Do there exist functions $F(x) \! : \, \mathbb R \to \mathbb R$ which are non-zero and bounded: $$ \mathrm {Range} (F) = [l, u] \, , \quad \mathrm {where} \quad l, u \in \mathbb R \land u > l \, ; \tag 1 $$ continuous; differentiable at the origin; and compactly supported: $$ \mathrm {supp} (F) = (a, b) \, , \quad \mathrm {where} \quad a, b \in \mathbb R \, ; \tag 2 $$ such that the Fourier transform, $\tilde F(t) \! : \, \mathbb R \to \mathbb C \, , \,$ defined as $$ \tilde F(t) = \int_{-\infty}^\infty \! e^{i t x} F(x) \, \mathrm d x \, ; \tag 3 $$ exists and is everywhere real and non-negative: $$ \mathrm {Range} \! \left ( \tilde F(t) \right ) \subseteq \mathbb R_{{\ge}0} \, ? \tag 4 \label {Condition} $$
I believe one can easily show that $\tilde F(t)$ must be bounded and non-zero: $$ \mathrm {Range} \! \left ( \tilde F(t) \right ) = [0, c] \, , \quad \mathrm {where} \quad c \in \mathbb R_{{>}0} \, ; \tag 5 $$ and converge to zero:$~~\tilde F(t \to \infty) \to 0^+ \, .$
In order to have a real Fourier transform: $$ \mathrm {Range} \! \left ( \tilde F(t) \right ) \subseteq \mathbb R \, , \tag 6 $$ $F(x)$ must be even: $$ \forall x \in \mathbb R \! : \, F(x) = F(-x) \, , \tag 7 $$ which implies $b > 0 \, , \, $ $a = -b \, , \, $ $F' \! (0) = 0 \, , \, $ and that $\tilde F(t)$ is also even: $$ \forall t \in \mathbb R \! : \, \tilde F(t) = \tilde F(-t) \, . \tag 8 $$ So, without loss of generality, we can ask the same question of the cosine transform, $ \tilde F^c \! (t) \! : \, \mathbb R_{{\ge}0} \to \mathbb R \, , \, $ defined as $$ \tilde F^c \! (t) = \int_0^b \! \cos{(t x)} \, F(x) \, \mathrm d x \, ; \tag 9 $$ namely, $$ \mathrm {Range} \! \left ( \tilde F^c \! (t) \right ) \subseteq \mathbb R_{{\ge}0} \, ? \tag {10} $$ Furthermore, $\tilde F^c \! (t)$ should obey the same conditions as $\tilde F(t)$ laid out in the previous paragraph.

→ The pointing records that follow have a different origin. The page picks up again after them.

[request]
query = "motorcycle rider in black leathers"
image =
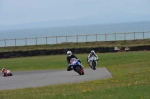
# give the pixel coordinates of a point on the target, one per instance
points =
(69, 57)
(90, 55)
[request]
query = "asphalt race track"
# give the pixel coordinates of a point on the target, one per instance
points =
(38, 78)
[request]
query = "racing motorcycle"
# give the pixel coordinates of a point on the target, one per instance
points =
(7, 73)
(76, 66)
(93, 62)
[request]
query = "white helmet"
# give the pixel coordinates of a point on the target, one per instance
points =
(92, 52)
(69, 53)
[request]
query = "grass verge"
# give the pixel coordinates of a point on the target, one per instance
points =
(130, 81)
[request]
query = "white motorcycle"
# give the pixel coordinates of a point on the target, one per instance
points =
(93, 62)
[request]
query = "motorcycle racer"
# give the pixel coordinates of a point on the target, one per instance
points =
(69, 57)
(91, 55)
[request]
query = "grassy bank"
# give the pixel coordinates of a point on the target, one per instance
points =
(126, 43)
(130, 81)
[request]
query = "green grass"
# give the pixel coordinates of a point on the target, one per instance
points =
(131, 78)
(124, 43)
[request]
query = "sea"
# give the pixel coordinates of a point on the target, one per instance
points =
(11, 37)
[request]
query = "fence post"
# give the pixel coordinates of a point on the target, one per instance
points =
(46, 40)
(134, 35)
(26, 41)
(56, 39)
(115, 36)
(15, 42)
(77, 39)
(86, 38)
(36, 40)
(105, 37)
(66, 39)
(5, 42)
(96, 37)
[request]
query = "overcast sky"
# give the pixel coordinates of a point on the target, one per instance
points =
(25, 11)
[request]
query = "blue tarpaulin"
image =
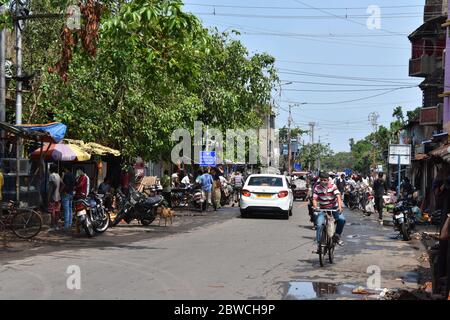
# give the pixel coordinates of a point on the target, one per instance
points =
(56, 130)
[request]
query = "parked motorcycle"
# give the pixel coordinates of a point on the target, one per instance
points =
(92, 214)
(196, 199)
(369, 207)
(351, 198)
(226, 195)
(138, 206)
(404, 219)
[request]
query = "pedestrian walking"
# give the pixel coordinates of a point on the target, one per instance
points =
(166, 183)
(217, 189)
(380, 189)
(67, 197)
(237, 183)
(54, 197)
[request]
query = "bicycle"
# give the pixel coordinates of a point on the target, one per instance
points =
(327, 236)
(25, 223)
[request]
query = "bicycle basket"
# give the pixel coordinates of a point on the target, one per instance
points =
(331, 226)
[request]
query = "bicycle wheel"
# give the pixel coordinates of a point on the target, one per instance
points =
(26, 223)
(323, 245)
(331, 247)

I understand that condition$~\eqref {Condition}$ is equivalent to requiring that $F(x)$ be a positive-definite function. Also, I am under the impression that this paper shows that if $F(x)$ is “convex”, $$ \forall x > 0 \! : \, F'' \! (x) > 0 \, , \tag {11} $$ then it is positive-definite. I am doubtful, however, that such a convex $F(x)$ can satisfy the requirements laid out in the first paragraph. The Paley–Wiener theorem also seems potentially relevant. I have thusfar neither been able to use these results to construct an $F(x)$ satisfying those requirements nor to prove their non-existence.
Two functions which come close are $$ F(x) = (|x| - 1)^2 \, \mathbf 1_{[-1, 1]} (x) \, , \tag {12} $$ and $$ F(x) = -\ln{|x|} \, \mathbf 1_{[-1, 1]} (x) \, , \tag {13} $$ where $\mathbf 1_S (x)$ is the indicator function. Both are non-differentiable at $x = 0 \, , \,$ and the latter is unbounded:$~~F(x \to 0) \to \infty \, .$
I am also interested in the generalization of this question to $D > 1$-dimensional isotropic Fourier transforms, $$ t^{1 - D/2} \! \int_0^b \! J_{D/2 - 1} (t x) \, F(x) \, x^{D/2} \, \mathrm d x \, , \tag {14} $$ where $J_\alpha$ is a Bessel function.
Thanks!